The ‘missing cases’ constitute pool of reservoir for the continuous transmission of the disease as each undetected TB case has the potential of infecting 10-15 persons in a year. In partnership with the Federal Government, WHO engaged the community informants to enhance TB case notifications in 12 states using the Integrated Disease Surveillance and Response structure (IDSR) often used by WHO’s Polio programme.
In March 2018, with funding from the United States Agency for International Aid (USAID), WHO engaged the services of 12 TB state surveillance officers to enhance TB case notifications in high burden states of Lagos, Kano, Kaduna, Rivers, Anambra, Niger, Imo, Bauchi, Oyo, Delta, Benue and Taraba. This was done to help facilitate increased TB case notifications from all the health facilities in the 12 states through the IDSR structure. With this recruitment, 190 additional health facilities are now reporting on TB and 523 additional TB cases have been reported to National TB Programme. The Director of Public Health Oyo State Ministry of Health, Dr Oyewole Lawal, said: “The Community Informants engagement as an intervention to improve case finding is very productive.
“The integrated disease surveillance structure through the Local Government Area (LGA) Disease Surveillance Notification Officer (DSNO) is being extended to finding TB cases in the community. This is the first time the IDSR framework is being used as an approach to find missing TB cases and it has started yielding results in its first year of implementation”. The engagement of community informants in 12 states is a good head start but not adequate. Dr Rex Mpazanje, the WHO Nigeria Acting Officer in Charge (OIC) says, “to fight the TB scourge, investments by the government towards carae and prevention must be increased.

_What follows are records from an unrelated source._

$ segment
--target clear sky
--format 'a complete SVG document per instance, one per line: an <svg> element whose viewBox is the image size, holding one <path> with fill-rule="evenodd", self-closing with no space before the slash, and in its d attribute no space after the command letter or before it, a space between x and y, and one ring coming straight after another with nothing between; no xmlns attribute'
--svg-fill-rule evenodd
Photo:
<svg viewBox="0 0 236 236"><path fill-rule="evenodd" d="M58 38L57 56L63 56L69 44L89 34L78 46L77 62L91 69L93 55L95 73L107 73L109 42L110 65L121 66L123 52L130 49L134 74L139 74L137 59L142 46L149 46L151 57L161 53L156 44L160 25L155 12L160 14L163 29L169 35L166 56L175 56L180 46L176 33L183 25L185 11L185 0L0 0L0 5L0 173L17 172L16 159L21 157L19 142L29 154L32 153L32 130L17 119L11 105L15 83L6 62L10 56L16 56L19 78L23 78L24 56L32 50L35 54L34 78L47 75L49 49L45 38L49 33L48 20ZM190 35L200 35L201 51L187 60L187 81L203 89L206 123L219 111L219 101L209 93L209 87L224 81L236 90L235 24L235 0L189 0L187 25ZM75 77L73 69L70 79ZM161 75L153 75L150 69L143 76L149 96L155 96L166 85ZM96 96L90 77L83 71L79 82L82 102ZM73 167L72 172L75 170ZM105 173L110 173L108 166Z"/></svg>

Every health facility in the country down to community drug stores, need to be enlisted into TB case finding.” He adds, “Efforts must be made to identify and remove the challenges that are slowing down progress, as well as adopt and roll out the most cost-effective policy options and interventions. TB services should be among core interventions in minimum services packages being funded from domestic resources in health insurance schemes being setup to support the revitalized Primary Health Care system to take the country to universal health coverage.